Thank God for loud music. There is a circus in my butt right now.
suddenly SuperBad didn't seem so funny anymore...she did have her period on my leg.
just threw up in the bushes outside my lecture hall. sometimes i hate the freedom college gives you.
what you doin?
I just woke up vomited poured myself a chocolate milk and turned on the peoples court. you?
reread what you just wrote and reconsider your entire life
Drunk in a canoe getting pulled by a lawn mower thinking of you
how do you feel about lunch break shots ?

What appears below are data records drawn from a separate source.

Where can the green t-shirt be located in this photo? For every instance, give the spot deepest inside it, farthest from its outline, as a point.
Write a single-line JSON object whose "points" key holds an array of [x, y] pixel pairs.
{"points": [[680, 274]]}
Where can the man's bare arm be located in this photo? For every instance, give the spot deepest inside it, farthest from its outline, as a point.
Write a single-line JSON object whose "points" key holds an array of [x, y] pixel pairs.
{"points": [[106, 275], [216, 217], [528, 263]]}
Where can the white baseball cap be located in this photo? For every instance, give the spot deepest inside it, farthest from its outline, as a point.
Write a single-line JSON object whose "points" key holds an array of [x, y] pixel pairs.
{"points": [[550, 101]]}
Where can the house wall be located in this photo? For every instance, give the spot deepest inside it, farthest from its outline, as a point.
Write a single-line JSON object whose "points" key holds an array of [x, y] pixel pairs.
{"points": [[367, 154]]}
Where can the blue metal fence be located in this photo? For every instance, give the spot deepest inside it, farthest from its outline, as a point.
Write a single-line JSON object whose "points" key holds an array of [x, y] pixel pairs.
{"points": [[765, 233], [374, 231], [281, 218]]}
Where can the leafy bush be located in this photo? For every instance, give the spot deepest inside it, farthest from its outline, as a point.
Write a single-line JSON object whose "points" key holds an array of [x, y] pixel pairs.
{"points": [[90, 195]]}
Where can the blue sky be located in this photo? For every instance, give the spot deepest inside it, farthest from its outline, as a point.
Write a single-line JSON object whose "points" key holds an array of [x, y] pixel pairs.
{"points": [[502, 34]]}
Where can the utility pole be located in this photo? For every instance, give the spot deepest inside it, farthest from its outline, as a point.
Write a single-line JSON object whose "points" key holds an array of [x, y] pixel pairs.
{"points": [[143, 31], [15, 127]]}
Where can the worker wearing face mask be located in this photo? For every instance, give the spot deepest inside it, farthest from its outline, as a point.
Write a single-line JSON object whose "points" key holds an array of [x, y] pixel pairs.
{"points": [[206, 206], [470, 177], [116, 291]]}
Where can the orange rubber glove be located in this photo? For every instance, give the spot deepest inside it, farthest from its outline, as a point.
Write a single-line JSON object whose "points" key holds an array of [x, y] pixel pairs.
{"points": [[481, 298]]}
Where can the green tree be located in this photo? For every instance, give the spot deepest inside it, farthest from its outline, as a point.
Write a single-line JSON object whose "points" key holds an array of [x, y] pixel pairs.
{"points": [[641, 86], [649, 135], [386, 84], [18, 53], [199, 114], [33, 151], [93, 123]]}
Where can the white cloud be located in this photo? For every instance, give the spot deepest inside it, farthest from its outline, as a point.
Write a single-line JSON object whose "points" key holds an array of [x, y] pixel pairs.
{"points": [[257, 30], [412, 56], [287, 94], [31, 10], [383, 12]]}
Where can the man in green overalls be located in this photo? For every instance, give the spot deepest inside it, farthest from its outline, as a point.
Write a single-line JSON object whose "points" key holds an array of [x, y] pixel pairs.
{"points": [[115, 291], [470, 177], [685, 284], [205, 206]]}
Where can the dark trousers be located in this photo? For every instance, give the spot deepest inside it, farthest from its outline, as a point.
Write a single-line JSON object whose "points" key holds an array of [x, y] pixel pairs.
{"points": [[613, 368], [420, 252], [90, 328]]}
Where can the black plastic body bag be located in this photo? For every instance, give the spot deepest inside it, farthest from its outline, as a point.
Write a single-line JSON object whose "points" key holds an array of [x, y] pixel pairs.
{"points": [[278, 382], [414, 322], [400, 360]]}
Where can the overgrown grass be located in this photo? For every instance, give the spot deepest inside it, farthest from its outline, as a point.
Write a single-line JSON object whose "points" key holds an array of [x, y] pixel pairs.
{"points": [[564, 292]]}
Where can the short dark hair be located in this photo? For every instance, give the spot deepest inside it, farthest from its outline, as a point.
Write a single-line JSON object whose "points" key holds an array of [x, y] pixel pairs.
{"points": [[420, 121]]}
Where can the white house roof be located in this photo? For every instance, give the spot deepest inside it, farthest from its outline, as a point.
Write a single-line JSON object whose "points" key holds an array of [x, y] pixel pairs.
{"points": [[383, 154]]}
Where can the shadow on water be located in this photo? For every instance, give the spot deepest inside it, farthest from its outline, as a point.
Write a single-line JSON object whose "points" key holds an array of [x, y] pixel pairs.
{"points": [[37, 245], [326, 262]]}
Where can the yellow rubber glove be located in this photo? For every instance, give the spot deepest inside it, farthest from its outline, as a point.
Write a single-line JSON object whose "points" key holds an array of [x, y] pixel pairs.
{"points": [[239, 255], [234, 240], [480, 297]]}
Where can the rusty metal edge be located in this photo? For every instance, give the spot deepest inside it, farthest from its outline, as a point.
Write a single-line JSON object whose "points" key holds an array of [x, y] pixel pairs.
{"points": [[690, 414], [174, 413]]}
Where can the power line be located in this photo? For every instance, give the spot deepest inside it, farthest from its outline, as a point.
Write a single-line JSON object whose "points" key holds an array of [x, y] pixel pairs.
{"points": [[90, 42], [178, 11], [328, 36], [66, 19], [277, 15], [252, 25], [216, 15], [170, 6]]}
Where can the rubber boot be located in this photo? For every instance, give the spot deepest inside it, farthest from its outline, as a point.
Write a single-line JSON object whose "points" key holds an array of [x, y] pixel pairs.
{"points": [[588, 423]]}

I just want to point out that nothing makes my hickie/hangover more obvious than sleeping in a scarf and sunglasses. nothing.

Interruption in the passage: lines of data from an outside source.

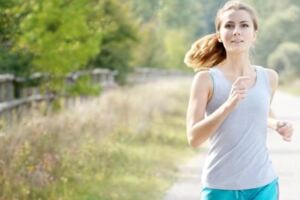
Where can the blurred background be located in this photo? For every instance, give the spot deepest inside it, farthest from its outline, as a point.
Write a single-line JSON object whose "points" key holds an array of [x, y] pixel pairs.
{"points": [[93, 92]]}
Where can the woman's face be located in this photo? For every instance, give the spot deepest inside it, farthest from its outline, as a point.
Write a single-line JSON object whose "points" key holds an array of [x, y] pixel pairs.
{"points": [[236, 31]]}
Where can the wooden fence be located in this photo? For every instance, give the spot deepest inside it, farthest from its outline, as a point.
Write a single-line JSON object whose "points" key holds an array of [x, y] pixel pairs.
{"points": [[17, 97]]}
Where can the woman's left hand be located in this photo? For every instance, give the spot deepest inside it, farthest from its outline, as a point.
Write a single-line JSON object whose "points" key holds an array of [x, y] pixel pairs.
{"points": [[285, 129]]}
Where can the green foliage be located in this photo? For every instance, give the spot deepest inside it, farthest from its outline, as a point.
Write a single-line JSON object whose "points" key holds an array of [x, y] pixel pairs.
{"points": [[62, 35], [286, 58], [83, 87], [278, 25], [119, 38]]}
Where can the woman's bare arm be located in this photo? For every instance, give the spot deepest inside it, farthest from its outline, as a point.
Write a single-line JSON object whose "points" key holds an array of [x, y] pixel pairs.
{"points": [[199, 127]]}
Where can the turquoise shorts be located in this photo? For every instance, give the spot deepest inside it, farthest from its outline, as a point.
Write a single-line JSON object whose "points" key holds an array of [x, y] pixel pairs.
{"points": [[267, 192]]}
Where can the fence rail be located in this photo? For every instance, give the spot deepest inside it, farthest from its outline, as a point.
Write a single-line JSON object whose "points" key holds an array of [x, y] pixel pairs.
{"points": [[17, 97]]}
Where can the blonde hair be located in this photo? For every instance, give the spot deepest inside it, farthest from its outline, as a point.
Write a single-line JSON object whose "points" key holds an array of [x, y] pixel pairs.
{"points": [[207, 51]]}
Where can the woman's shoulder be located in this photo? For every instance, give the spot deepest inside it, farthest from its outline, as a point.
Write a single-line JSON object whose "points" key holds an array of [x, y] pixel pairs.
{"points": [[272, 76], [202, 80]]}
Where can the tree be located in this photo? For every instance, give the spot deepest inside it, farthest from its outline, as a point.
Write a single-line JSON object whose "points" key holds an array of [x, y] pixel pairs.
{"points": [[286, 58]]}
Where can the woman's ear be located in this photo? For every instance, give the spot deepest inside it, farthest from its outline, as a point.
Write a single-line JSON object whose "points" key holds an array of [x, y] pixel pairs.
{"points": [[218, 37], [254, 35]]}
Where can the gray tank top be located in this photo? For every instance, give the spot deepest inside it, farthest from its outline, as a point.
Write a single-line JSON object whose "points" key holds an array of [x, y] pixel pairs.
{"points": [[238, 156]]}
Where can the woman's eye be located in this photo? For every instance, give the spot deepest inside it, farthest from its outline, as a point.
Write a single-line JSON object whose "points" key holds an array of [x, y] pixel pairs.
{"points": [[228, 26], [245, 25]]}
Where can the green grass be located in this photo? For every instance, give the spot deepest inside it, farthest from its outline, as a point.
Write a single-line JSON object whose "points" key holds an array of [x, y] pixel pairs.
{"points": [[124, 146]]}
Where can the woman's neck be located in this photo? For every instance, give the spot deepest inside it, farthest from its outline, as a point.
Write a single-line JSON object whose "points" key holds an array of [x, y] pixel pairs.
{"points": [[237, 64]]}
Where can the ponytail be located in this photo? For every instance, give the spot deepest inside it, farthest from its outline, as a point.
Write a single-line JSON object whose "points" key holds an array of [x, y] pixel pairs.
{"points": [[205, 53]]}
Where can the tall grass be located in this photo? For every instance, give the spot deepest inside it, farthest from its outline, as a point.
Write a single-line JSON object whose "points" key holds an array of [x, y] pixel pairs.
{"points": [[125, 144]]}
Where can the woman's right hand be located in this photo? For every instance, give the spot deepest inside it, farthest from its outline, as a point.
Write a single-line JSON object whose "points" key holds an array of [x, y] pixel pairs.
{"points": [[238, 91]]}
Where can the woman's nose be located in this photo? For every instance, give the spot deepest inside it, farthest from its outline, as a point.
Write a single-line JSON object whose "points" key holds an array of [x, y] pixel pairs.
{"points": [[236, 31]]}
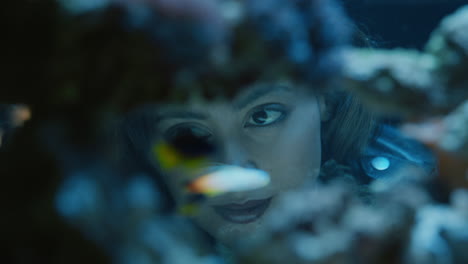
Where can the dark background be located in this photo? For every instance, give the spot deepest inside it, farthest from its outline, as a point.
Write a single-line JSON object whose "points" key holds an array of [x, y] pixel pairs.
{"points": [[30, 230]]}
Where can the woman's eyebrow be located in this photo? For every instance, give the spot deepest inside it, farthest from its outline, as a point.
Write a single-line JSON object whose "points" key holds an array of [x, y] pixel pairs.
{"points": [[257, 93], [182, 115]]}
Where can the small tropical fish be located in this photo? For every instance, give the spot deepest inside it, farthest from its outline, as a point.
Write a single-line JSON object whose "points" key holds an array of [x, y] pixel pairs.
{"points": [[169, 158], [229, 179], [222, 180]]}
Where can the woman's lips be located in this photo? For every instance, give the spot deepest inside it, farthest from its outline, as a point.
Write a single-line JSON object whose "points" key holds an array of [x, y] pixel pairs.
{"points": [[243, 213]]}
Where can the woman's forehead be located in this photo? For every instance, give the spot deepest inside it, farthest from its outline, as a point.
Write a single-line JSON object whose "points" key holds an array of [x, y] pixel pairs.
{"points": [[244, 98]]}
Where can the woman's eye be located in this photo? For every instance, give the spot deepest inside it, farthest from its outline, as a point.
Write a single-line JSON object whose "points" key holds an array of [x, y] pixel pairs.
{"points": [[265, 116]]}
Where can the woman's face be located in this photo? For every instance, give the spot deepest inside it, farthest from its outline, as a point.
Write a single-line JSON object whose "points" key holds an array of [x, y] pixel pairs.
{"points": [[275, 128]]}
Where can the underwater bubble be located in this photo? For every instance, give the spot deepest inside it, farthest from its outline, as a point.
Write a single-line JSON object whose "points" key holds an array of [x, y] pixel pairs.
{"points": [[380, 163]]}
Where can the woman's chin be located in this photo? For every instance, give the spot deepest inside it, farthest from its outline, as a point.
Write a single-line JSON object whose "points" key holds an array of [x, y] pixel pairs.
{"points": [[235, 223]]}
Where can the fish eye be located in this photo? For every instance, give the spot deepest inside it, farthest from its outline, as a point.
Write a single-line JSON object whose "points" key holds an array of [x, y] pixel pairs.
{"points": [[265, 115]]}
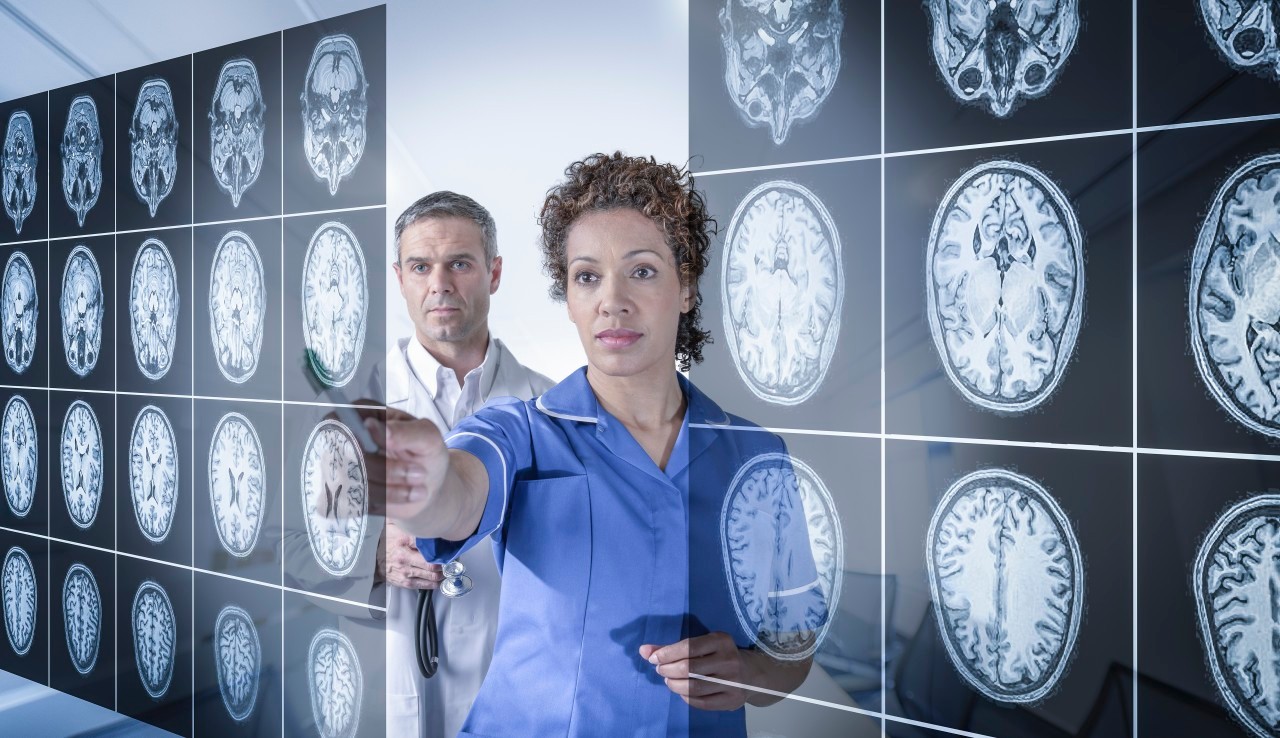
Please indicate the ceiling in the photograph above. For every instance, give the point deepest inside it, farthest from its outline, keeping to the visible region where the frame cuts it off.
(51, 44)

I like to take my ritalin one pill at a time with each pill spaced out a couple minutes so I feel like I'm going super saiyan when they kick in.

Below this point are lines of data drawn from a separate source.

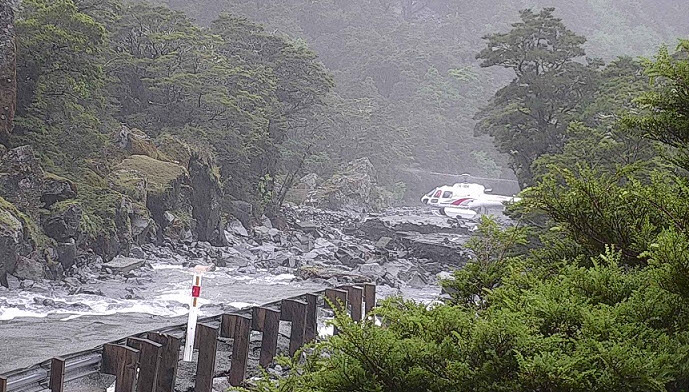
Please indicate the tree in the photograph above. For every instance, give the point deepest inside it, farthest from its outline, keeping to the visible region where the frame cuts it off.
(610, 317)
(60, 102)
(8, 70)
(666, 107)
(529, 117)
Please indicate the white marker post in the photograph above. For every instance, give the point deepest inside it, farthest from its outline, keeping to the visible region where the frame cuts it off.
(193, 316)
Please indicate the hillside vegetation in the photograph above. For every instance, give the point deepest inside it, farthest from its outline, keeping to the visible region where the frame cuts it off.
(407, 79)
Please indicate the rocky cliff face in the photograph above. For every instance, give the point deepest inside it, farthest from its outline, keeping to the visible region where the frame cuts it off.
(354, 188)
(8, 69)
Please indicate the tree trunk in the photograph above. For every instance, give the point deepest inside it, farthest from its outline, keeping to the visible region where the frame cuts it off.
(8, 70)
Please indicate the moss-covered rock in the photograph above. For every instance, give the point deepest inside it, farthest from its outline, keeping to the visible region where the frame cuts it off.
(353, 188)
(174, 149)
(206, 201)
(131, 183)
(168, 186)
(17, 238)
(160, 176)
(136, 142)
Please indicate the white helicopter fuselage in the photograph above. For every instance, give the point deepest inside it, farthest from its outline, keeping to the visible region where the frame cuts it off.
(466, 200)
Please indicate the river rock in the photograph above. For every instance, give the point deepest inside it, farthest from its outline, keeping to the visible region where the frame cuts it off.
(206, 201)
(349, 257)
(29, 269)
(353, 188)
(67, 253)
(63, 223)
(235, 227)
(123, 265)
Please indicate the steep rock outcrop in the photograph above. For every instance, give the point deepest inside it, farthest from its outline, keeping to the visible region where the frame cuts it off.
(206, 201)
(17, 239)
(24, 183)
(8, 69)
(353, 188)
(168, 191)
(136, 142)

No. I'm too high for this. I gotta focus my mind for my future Hooter's interview
I think we need to teach you what straight means again
You're lucky I'm tired or I'd take a pic of me mounting a reindeer yard decoration
Seriously. Come back. I've had two beers for breakfast so far. The third will be for lunch since it's already 12.
My favorite part of you downing a fifth of fireball in my apartment by yourself is the shot glass in the sink. It's like you attempted moderation and were just like "Fuck this."
Are you vicariously golddigging through me?!
I kept falling all over the place and yelled at the bouncer you can't kick me out I'm from Texas.